Viktor Polikarpov — an international relations adviser at Renova Group and the executive secretary of the Russia-South Africa Business Council, an alliance between the Russian and South African chambers of trade and commerce — noted the huge economic potential and the overall attractiveness of the SADC region and the entire continent for foreign strategic investors, calling the interconnections among the regional economies ‘a great asset’ that needs to be more judiciously harnessed by Russian strategic investors.
He listed several factors currently limiting the full use of the resultant synergies from the ongoing joint efforts being put in place by both Russian and African states governments, including the negative perceptions and archaic stereotypes that are still very rife in both sides’ media. “This is why more emphasis needs to be placed on the fact that today’s Africa and Russia are radically different from what they were about 20-30 years ago. Specifically, I need to note that today’s Africa is being run by a new generation of highly educated and forward-looking people — both in governments and businesses — that are very pleasant to work with,” he said, citing his over 30 years of interactions with political and business leaders on the continent. “On the other hand, Russian investors seeking business opportunities in Africa need to look more closely at the evolving opportunities which are ‘fascinating’ and try to respect the local traditions in the countries, where they have business operations.”

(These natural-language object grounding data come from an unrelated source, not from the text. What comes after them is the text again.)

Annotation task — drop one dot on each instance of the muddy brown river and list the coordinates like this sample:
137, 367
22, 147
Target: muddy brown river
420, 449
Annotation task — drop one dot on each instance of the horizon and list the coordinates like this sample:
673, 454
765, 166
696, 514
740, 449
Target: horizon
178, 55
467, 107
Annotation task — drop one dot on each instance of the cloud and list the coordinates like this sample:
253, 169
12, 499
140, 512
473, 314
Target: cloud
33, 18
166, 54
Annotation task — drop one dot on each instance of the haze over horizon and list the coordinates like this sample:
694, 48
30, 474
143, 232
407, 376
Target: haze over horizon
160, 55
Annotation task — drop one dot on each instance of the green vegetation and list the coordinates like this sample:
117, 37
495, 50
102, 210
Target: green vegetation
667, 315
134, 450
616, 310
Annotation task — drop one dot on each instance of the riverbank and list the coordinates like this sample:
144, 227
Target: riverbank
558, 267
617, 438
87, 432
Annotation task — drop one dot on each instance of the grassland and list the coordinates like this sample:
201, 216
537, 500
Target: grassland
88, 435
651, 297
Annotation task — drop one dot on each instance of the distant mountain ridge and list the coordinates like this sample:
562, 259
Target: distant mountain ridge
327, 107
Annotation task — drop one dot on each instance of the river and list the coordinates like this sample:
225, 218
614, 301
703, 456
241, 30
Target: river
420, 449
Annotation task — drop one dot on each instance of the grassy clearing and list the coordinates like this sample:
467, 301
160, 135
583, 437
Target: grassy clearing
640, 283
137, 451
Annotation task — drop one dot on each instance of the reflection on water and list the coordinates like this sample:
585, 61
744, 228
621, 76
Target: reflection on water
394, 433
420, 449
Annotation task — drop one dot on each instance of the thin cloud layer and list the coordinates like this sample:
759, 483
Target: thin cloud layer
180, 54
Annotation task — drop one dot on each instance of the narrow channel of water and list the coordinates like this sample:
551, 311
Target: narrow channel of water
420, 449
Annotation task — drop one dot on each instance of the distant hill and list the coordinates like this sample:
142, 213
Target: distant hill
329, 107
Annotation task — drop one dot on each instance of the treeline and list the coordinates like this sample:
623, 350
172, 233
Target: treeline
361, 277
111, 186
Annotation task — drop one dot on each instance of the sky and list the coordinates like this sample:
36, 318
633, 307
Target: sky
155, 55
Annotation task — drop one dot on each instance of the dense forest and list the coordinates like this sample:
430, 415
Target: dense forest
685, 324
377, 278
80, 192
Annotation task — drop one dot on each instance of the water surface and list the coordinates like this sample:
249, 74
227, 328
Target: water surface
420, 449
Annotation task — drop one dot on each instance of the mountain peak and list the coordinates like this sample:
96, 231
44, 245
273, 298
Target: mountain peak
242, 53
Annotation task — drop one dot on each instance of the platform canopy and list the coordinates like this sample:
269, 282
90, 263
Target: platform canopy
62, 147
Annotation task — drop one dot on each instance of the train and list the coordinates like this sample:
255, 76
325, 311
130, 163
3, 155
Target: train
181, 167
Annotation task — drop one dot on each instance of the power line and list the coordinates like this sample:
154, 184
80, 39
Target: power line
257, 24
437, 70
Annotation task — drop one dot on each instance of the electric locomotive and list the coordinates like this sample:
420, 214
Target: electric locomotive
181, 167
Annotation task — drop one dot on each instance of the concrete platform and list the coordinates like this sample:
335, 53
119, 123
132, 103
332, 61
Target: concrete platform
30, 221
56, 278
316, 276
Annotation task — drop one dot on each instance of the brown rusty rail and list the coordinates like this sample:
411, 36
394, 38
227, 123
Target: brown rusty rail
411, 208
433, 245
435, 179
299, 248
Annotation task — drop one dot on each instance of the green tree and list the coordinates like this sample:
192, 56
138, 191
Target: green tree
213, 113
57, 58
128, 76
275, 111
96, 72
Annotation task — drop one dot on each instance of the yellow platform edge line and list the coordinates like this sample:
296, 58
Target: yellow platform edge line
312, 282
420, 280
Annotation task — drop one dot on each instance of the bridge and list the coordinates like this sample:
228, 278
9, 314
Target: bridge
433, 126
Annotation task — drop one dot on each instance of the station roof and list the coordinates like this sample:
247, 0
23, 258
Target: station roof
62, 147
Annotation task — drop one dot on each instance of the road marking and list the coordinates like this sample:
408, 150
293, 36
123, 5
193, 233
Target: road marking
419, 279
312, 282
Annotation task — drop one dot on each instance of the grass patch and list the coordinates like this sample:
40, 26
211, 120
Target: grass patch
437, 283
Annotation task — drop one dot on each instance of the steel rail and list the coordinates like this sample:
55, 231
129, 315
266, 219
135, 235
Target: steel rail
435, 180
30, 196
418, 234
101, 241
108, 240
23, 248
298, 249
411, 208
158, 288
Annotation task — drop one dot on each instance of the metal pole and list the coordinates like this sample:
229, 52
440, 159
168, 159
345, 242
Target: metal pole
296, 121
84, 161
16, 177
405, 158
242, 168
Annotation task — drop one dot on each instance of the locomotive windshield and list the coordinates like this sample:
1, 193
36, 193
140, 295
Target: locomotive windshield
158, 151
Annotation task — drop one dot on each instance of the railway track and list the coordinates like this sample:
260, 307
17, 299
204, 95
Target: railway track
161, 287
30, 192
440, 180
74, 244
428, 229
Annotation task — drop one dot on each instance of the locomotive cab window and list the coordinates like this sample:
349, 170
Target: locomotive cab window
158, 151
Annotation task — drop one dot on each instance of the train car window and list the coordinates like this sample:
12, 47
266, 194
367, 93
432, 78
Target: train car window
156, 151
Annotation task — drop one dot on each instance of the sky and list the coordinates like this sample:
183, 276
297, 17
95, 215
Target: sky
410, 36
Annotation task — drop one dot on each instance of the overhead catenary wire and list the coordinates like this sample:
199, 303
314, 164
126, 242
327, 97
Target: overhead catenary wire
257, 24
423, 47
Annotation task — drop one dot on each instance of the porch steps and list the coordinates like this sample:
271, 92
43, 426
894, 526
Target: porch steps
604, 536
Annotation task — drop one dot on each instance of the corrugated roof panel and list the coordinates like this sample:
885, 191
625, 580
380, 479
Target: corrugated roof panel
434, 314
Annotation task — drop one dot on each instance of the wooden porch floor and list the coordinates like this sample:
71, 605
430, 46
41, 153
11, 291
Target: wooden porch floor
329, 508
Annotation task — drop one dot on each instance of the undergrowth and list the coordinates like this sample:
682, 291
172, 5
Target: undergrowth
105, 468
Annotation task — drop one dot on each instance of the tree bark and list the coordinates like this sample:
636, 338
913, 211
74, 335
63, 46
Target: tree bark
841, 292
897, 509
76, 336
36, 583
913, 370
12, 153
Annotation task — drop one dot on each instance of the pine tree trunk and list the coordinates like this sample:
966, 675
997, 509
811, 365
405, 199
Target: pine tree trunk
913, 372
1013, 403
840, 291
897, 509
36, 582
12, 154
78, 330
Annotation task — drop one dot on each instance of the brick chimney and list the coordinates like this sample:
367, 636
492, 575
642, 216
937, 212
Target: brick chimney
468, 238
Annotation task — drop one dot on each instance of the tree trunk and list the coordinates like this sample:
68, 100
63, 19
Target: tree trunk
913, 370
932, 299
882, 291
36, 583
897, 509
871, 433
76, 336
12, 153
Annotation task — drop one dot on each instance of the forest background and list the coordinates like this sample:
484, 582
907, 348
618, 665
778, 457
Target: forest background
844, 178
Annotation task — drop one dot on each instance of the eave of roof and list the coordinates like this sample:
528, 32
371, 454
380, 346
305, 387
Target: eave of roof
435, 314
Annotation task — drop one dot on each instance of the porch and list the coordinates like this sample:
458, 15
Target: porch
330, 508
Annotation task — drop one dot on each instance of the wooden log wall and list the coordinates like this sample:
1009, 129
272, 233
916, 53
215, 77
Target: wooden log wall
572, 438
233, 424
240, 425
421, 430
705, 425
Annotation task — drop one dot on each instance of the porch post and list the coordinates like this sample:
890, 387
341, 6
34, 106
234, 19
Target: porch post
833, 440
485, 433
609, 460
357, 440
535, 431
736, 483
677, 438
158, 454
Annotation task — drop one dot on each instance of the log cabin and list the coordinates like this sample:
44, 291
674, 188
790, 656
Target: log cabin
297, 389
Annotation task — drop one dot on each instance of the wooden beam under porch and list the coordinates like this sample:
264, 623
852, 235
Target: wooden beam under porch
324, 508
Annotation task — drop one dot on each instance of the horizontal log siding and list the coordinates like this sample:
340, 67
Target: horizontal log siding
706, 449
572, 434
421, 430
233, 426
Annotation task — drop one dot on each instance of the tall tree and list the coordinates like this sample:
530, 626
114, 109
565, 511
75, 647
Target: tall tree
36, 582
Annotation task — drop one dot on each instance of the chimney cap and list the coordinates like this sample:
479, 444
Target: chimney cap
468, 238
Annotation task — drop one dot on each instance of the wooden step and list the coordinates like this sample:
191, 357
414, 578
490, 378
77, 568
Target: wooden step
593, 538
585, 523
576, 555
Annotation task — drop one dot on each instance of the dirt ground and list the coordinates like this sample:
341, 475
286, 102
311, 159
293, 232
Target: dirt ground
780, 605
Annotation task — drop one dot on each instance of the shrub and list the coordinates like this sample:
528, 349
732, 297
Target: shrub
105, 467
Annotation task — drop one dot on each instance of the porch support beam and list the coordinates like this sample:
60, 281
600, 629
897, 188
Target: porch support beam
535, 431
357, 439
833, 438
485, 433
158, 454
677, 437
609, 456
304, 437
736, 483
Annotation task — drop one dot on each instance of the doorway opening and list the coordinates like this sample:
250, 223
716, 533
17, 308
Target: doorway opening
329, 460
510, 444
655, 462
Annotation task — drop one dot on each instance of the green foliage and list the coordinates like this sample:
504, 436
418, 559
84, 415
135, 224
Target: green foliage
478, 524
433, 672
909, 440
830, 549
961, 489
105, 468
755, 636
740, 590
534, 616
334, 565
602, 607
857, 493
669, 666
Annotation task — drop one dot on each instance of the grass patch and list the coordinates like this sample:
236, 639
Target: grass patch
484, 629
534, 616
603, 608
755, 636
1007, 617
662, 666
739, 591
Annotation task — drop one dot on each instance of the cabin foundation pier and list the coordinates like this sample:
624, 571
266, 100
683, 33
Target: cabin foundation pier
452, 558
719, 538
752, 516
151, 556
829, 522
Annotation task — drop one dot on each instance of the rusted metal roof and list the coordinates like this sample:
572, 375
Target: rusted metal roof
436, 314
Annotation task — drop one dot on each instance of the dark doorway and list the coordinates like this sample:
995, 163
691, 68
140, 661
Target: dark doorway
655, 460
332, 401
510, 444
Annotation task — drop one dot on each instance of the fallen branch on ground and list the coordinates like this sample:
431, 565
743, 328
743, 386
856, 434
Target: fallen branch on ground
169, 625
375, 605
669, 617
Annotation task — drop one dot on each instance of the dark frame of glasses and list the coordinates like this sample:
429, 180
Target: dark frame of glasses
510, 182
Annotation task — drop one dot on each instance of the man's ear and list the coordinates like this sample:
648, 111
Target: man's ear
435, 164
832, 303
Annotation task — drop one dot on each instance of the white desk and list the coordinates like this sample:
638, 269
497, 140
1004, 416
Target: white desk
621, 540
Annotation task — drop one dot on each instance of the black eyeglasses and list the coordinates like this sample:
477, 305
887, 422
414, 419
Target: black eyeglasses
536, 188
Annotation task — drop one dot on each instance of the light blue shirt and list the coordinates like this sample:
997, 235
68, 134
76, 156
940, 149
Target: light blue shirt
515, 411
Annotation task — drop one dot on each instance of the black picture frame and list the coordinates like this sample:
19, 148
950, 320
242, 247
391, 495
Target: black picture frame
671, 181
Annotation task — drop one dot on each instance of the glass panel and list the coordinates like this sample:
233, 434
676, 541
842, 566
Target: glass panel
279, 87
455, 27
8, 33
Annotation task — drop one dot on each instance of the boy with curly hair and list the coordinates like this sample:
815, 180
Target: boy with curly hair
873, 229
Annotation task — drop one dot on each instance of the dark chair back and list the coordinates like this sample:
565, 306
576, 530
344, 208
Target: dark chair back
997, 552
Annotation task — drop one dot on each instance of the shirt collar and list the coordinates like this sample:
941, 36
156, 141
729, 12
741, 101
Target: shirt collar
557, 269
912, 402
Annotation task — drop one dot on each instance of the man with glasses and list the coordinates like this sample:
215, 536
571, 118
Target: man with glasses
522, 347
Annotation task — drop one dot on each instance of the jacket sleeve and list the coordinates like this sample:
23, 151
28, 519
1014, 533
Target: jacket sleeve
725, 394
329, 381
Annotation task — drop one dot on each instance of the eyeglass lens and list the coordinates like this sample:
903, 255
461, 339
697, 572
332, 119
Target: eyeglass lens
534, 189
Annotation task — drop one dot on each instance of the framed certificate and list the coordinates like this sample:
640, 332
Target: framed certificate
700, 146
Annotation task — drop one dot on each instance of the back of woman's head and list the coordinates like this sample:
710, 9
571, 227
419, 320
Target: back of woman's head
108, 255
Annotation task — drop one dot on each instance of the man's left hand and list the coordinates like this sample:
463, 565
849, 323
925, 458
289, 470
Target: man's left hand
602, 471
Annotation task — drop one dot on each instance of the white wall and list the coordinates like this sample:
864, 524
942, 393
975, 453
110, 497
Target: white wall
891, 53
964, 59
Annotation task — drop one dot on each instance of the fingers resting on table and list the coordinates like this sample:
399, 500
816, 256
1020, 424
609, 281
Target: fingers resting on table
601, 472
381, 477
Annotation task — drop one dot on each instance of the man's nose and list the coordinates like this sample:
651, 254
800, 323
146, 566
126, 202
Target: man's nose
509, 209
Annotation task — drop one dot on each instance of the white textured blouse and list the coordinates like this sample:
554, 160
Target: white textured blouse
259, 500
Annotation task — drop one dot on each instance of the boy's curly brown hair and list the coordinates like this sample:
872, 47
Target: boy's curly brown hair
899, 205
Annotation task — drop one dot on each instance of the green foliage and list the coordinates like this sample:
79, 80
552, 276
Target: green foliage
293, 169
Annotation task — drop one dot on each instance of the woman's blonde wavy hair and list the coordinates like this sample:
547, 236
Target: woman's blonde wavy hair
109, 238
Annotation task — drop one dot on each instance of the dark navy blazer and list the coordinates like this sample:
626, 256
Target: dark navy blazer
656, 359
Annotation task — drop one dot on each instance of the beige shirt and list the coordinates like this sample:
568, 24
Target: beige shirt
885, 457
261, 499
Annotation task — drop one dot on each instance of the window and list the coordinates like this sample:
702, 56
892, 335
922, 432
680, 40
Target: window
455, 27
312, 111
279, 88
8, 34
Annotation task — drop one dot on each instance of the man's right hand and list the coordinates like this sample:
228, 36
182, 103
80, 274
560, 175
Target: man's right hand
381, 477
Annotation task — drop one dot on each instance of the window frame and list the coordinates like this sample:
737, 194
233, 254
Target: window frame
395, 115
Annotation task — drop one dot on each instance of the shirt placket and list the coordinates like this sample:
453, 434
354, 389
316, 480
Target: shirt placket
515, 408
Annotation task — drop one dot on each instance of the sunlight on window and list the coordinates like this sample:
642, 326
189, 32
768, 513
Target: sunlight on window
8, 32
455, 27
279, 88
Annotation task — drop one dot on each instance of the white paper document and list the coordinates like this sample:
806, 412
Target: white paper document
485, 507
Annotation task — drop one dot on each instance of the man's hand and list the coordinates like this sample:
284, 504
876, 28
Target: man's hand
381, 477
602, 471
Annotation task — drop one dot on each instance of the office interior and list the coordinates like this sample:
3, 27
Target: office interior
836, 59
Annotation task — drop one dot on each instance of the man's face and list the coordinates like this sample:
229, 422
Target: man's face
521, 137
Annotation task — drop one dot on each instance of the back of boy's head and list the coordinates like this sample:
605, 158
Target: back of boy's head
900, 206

Rounding up the business forum, all the SADC noted that end goal of the ongoing efforts is full diversification of Africa in terms of business opportunities for strategic investors. For instance, this diversification, in the Zambian ambassador’s words, means that “if a foreign investor invests in one of the SADC countries, he/she is not only getting an unlimited access to the country’s market, but also to the SADC regional market. Besides, an investor can invest in tourism in one country, in the financial services sector in another and mining sector in other, and so on across the continent.”
In conclusion, all the ambassadors specially noted that their embassies are open to all investors seeking business opportunities in their countries and their readiness to provide all relevant data on projects that are of interest to them.